Quanto è difficile vivere
nell’ineludibile, imperscrutabile, intollerabile tramonto.
Notturno
Stai dormendo.
Nella cameretta, lucilla effonde colori velati,
piacevoli dissolvenze pastello sui muri.
Lentamente mi siedo ancora sul letto,
non è la prima volta e non sarà l’ultima per questa notte.
Indescrivibile la gioia del bearmi del tuo viso
lontano nel sonno di corse nei prati, di giochi nei boschi.
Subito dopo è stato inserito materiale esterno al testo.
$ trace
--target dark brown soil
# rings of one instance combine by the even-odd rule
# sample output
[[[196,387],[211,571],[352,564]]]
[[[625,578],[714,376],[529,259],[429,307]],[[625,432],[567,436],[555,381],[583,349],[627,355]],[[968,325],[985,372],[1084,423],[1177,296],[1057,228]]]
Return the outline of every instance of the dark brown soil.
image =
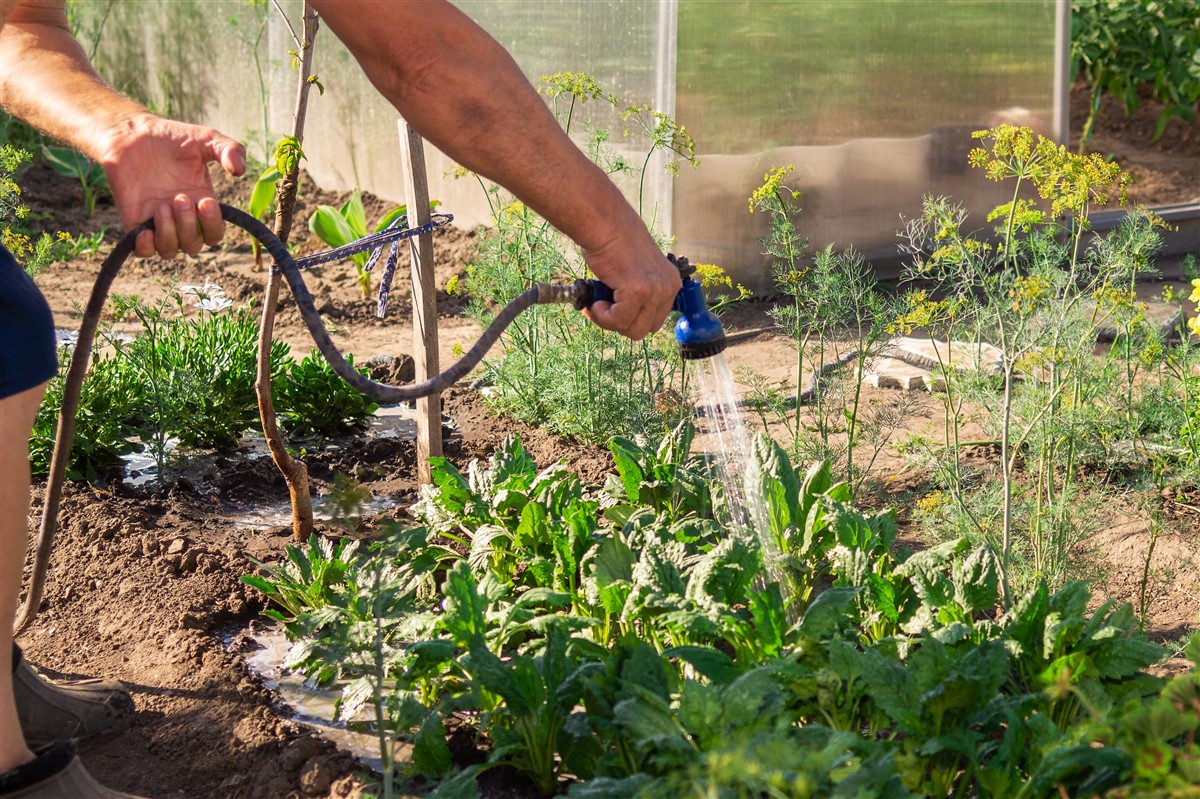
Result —
[[[1073,95],[1078,103],[1078,95]],[[1200,132],[1196,124],[1172,122],[1158,144],[1150,144],[1154,108],[1133,120],[1106,107],[1092,146],[1111,152],[1138,176],[1138,202],[1176,203],[1200,193]],[[1073,120],[1079,130],[1081,119]],[[82,214],[78,187],[35,167],[22,180],[25,199],[46,215],[52,229],[73,233],[119,229],[115,211],[102,204],[88,218]],[[222,181],[222,197],[236,200],[248,191],[245,181]],[[302,204],[336,203],[344,198],[314,192],[305,184]],[[368,218],[382,203],[368,198]],[[301,210],[300,218],[306,214]],[[307,234],[298,226],[298,235]],[[474,247],[472,234],[445,229],[437,235],[438,286],[460,272]],[[305,240],[300,252],[320,248]],[[402,253],[404,248],[402,247]],[[107,251],[107,248],[106,248]],[[365,358],[376,352],[410,352],[406,294],[407,253],[397,275],[392,314],[373,316],[374,300],[364,300],[352,272],[329,266],[308,276],[335,340]],[[55,266],[41,278],[60,324],[86,299],[100,256]],[[161,278],[184,282],[212,278],[241,302],[262,293],[264,275],[256,271],[245,240],[238,235],[216,252],[164,264],[157,259],[131,262],[115,290],[155,295]],[[460,318],[461,300],[439,296],[443,348],[473,338],[474,328]],[[769,326],[767,304],[748,304],[737,312],[742,330]],[[290,307],[282,302],[280,337],[307,349],[306,334]],[[498,420],[476,392],[456,389],[445,397],[449,417],[445,446],[450,459],[464,465],[485,457],[508,432],[518,433],[541,464],[568,458],[588,480],[610,469],[606,451]],[[377,497],[402,506],[415,497],[415,453],[410,443],[354,438],[336,449],[307,457],[317,494],[336,474],[360,475]],[[227,453],[188,469],[162,488],[70,486],[62,504],[62,529],[55,543],[46,602],[32,627],[22,637],[32,662],[68,675],[103,674],[119,678],[133,691],[137,716],[132,728],[92,746],[84,759],[94,774],[114,788],[156,799],[349,797],[361,795],[356,764],[299,725],[276,714],[275,698],[250,675],[241,656],[228,644],[262,611],[262,600],[239,582],[251,567],[248,558],[277,558],[289,542],[289,529],[264,529],[246,515],[264,506],[282,509],[287,491],[268,459]],[[904,486],[889,483],[893,497]],[[35,489],[34,519],[43,487]],[[899,493],[895,493],[899,492]],[[1188,501],[1184,501],[1188,500]],[[1171,512],[1200,517],[1189,507],[1195,495],[1178,500]],[[1184,524],[1186,527],[1186,524]],[[31,524],[32,535],[34,524]],[[325,528],[323,528],[325,529]],[[332,533],[332,530],[325,529]],[[1115,534],[1115,542],[1120,543]],[[1195,552],[1195,541],[1180,546]],[[1114,545],[1114,549],[1118,547]],[[1126,599],[1136,590],[1141,549],[1130,549],[1116,571],[1134,581],[1115,584]],[[1152,608],[1166,626],[1188,624],[1178,607]],[[490,797],[528,795],[520,785],[500,780]]]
Con la mano ti accarezzo teneramente per non svegliarti
ma con decisa dolcezza come per rassicurarti.
Sai, è futile pretesto:
guardarti e carezzarti conforta me stesso
ove certezze e sicurezza sono sempre più fugaci, effimere.
Cristalli fragili
Com’è tutto fragile
intorno e dentro l’anima.
Intenti come gracili cristalli
in un perpetuo frantumarsi
di mille schegge di vetro
che riverberano istanti di vita.
La gioia di vivere di una bimba,
la sua voglia di sussurrare,
di gridare, di urlare,
la sua incontenibile esigenza
di provare emozioni,
causarne, subirne,
di comunicare le sue sensazioni,
con gesti, con movenze,
con sguardi, con bronci improvvisi,
non deve avere impedimento.
Se hai occasione di esserne partecipe,
liberati da logica e saggezza,
da regole e principi,
e assecondala senza remore o esitazioni.
Solo allora sentirai, capirai,
di assistere alla piena libertà di essere,
del suo essere, del suo esistere,
alla affermazione della sua personalità.
Triste è vedere, quando si cerca
di condizionare, controllare tutto ciò,
se non proibire,
adducendo a giustificazione
formazione, educazione, pedagogia,
che nascondono, e infondono,
solo conformismo e omologazione.
L’espressione ingabbiata è tra le cose peggiori
che possa sopportare una bimba,
e che uno spocchioso adulto le possa imporre.